View on GitHub

990 Decoder -- Charity Navigator

ETL toolkit for 2.5 million electronic nonprofit tax returns released by the IRS.

Pre-generated content available!

The output of Charity Navigator’s 990 second-generation decoder is available for free download at the Open990 Community Data page. For most users, this will be easier than running the code yourself.

Since this library was written, more and more resources have become available for analyzing the IRS e-file dataset. If you want to build your own 990 analysis tool, the author of this library has written a how-to article on Medium.

IRS Form 990 Decoder

This repository contains everything you need to get started exploring the IRS Form 990 dataset hosted by Amazon Web Services on S3. This includes instructions for an easier-to-use 990 database provided free to the public by Charity Navigator.

The 990_long repository

As part of the Nonprofit Open Data Collective, Charity Navigator has been proud to contribute to the eFile Master Concordance, which provides a standardized mapping between the many XML schemas in the primary dataset. The concordance is still in draft. A validation event took place in November 2017.
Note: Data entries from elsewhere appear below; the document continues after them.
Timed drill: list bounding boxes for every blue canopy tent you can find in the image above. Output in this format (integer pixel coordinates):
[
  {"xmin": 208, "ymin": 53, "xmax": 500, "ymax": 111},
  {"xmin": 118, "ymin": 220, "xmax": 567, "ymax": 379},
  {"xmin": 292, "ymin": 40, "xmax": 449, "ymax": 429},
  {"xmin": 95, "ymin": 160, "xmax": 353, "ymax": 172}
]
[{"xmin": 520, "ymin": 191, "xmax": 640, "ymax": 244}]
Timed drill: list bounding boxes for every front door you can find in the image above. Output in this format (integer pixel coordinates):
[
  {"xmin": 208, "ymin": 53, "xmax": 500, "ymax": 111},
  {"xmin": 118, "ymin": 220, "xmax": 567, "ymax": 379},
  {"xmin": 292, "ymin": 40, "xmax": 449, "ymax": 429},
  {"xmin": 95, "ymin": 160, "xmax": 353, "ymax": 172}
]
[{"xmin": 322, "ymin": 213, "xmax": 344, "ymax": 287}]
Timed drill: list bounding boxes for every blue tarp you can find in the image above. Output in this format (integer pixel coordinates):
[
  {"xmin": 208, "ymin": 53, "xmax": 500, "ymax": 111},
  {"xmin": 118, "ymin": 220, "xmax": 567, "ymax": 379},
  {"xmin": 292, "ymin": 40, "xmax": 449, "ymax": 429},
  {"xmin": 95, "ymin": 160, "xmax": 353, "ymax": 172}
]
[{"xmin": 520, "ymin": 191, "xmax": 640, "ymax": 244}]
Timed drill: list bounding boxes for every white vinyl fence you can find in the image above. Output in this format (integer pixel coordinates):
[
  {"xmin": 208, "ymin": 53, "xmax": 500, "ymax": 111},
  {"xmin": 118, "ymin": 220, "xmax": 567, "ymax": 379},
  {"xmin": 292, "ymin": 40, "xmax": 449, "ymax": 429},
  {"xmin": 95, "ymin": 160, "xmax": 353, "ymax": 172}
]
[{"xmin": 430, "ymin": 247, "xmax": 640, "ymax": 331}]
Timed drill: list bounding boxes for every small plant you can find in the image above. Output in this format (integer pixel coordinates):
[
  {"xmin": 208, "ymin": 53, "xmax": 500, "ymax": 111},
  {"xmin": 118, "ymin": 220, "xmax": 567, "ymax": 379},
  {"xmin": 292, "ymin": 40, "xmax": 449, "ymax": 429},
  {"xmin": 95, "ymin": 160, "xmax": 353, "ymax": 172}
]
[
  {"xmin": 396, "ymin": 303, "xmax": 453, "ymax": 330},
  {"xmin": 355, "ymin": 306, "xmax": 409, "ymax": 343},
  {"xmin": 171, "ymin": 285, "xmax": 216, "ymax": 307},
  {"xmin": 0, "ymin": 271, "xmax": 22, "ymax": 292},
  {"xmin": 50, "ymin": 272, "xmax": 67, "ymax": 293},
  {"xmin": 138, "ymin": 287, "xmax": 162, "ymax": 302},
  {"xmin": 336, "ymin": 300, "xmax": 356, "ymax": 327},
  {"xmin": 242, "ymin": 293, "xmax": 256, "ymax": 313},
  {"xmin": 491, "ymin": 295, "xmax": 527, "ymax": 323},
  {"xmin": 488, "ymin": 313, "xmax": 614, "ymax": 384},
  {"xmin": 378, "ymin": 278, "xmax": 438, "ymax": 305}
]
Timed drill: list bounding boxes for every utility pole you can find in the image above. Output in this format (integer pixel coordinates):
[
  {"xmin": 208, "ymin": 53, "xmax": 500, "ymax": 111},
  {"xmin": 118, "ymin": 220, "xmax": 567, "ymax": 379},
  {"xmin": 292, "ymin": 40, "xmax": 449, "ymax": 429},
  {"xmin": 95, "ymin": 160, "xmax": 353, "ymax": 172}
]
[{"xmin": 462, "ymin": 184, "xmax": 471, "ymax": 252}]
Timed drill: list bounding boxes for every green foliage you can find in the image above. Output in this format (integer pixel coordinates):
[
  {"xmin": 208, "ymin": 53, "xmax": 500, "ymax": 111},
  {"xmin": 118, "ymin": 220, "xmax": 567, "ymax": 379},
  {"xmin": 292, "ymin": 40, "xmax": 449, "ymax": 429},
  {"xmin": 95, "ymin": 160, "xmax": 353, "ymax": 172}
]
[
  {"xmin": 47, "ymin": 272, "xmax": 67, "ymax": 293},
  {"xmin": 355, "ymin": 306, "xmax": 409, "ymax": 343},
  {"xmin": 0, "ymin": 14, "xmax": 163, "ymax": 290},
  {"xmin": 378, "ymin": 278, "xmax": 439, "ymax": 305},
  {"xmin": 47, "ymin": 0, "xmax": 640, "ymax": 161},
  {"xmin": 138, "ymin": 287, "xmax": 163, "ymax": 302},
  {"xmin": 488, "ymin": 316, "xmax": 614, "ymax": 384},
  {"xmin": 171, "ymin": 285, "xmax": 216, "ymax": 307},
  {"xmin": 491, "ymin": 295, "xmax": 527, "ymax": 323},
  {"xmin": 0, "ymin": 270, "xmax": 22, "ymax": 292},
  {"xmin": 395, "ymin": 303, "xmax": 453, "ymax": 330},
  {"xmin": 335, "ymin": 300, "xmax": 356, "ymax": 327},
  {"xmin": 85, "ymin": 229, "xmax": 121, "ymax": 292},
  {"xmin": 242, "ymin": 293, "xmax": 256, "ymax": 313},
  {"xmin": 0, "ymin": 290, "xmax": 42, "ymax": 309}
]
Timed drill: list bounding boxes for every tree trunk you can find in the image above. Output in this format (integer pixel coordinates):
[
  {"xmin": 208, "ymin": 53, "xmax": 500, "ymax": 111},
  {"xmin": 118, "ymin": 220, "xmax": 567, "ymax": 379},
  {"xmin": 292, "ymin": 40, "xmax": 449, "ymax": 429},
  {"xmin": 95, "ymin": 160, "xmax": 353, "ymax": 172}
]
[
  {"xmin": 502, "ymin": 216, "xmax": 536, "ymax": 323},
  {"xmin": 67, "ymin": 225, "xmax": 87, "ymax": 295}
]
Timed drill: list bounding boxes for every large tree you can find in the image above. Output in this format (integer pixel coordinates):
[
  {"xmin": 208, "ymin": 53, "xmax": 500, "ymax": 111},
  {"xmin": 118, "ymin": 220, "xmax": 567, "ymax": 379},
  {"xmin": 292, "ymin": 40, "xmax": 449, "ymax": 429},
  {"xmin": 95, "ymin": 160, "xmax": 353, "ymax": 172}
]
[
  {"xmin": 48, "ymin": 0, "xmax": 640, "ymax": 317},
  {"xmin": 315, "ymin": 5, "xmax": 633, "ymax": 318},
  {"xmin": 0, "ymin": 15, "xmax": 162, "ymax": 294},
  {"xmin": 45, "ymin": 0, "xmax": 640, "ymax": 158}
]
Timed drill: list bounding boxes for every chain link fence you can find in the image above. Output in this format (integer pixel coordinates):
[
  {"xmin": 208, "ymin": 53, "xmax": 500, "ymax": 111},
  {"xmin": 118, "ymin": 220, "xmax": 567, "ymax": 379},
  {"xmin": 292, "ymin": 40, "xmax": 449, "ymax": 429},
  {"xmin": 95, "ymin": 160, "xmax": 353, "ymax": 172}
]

The Charity Navigator 990 Decoder and the community concordance has been the basis for several 990-related projects, including IRSx and Open990, as well as a body of documentation hosted by the Nonprofit Open Data Collective.
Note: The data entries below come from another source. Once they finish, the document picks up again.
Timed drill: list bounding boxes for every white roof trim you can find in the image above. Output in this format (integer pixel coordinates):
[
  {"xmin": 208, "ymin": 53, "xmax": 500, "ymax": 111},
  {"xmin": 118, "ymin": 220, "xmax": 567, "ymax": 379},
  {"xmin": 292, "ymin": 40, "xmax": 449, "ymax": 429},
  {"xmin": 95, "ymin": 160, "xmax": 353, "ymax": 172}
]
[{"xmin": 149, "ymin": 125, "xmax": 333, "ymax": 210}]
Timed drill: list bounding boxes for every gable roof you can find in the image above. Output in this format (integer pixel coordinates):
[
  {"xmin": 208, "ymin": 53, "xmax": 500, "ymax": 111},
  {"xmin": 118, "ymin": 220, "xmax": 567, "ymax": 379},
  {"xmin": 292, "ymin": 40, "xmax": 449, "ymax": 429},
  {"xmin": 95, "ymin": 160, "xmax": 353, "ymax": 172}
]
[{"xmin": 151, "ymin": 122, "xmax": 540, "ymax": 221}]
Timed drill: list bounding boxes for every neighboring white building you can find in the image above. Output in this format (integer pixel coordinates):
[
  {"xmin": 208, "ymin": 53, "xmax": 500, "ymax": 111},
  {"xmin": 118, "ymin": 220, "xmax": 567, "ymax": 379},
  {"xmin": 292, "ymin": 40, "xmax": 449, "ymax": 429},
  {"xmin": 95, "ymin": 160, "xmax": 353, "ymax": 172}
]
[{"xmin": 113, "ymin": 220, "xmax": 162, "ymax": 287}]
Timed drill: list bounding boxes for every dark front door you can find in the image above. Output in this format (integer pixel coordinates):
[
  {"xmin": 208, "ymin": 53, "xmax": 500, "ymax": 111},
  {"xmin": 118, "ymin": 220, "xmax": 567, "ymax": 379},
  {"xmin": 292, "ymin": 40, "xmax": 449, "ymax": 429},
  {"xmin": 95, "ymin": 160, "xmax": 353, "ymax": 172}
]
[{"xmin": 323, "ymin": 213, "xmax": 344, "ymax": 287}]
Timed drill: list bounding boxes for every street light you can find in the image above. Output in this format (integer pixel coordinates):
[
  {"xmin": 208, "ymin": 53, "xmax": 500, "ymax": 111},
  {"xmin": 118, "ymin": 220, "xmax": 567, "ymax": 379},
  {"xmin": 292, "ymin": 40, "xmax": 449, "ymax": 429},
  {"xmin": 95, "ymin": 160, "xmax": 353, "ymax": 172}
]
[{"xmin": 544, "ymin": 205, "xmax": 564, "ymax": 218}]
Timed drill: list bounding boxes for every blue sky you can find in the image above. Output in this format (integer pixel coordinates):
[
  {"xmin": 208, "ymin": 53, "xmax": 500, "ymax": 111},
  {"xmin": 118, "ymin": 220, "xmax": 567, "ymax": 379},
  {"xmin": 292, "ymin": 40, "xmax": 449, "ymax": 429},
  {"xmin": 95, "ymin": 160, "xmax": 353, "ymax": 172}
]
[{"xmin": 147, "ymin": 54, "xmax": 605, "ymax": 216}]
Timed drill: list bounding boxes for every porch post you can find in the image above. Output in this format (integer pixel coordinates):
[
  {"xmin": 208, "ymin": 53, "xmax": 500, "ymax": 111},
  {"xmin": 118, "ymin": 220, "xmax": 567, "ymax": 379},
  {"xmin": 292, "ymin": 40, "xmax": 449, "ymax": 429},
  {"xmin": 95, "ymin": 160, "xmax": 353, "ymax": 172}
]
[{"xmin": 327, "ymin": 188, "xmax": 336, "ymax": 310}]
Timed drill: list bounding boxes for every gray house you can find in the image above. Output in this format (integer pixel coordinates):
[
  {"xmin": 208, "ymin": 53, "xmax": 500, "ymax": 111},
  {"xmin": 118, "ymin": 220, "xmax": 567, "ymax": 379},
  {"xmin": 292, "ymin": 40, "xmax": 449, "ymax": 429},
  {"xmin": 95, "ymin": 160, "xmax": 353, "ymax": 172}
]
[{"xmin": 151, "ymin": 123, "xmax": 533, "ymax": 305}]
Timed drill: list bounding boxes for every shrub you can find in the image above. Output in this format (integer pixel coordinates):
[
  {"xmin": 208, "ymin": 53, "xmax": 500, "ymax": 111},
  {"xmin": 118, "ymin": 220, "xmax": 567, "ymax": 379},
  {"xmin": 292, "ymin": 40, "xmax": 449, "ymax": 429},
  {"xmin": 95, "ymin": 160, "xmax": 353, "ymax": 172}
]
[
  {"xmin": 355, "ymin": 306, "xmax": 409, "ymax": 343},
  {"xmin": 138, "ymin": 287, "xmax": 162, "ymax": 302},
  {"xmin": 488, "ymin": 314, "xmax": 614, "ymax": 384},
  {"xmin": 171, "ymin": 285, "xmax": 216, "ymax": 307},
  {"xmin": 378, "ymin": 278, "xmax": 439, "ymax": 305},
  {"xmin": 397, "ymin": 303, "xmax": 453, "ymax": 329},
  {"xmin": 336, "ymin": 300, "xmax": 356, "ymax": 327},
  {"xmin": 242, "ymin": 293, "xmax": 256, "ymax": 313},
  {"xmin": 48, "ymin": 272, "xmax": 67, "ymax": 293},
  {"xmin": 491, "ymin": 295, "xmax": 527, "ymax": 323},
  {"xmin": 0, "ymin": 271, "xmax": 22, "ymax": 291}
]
As a result of this hard work, Charity Navigator now has code capable of extracting all fields from the entire IRS eFile dataset. The data will be made publcily available after the Validatathon event. If you wish to preview the data, please follow the instructions in the readme for the new code.

Working with the original 990 Toolkit

Due to the imminent release of a much richer dataset, we have deprecated our original toolkit. If you wish to access it anyway, you can view the original documentation here.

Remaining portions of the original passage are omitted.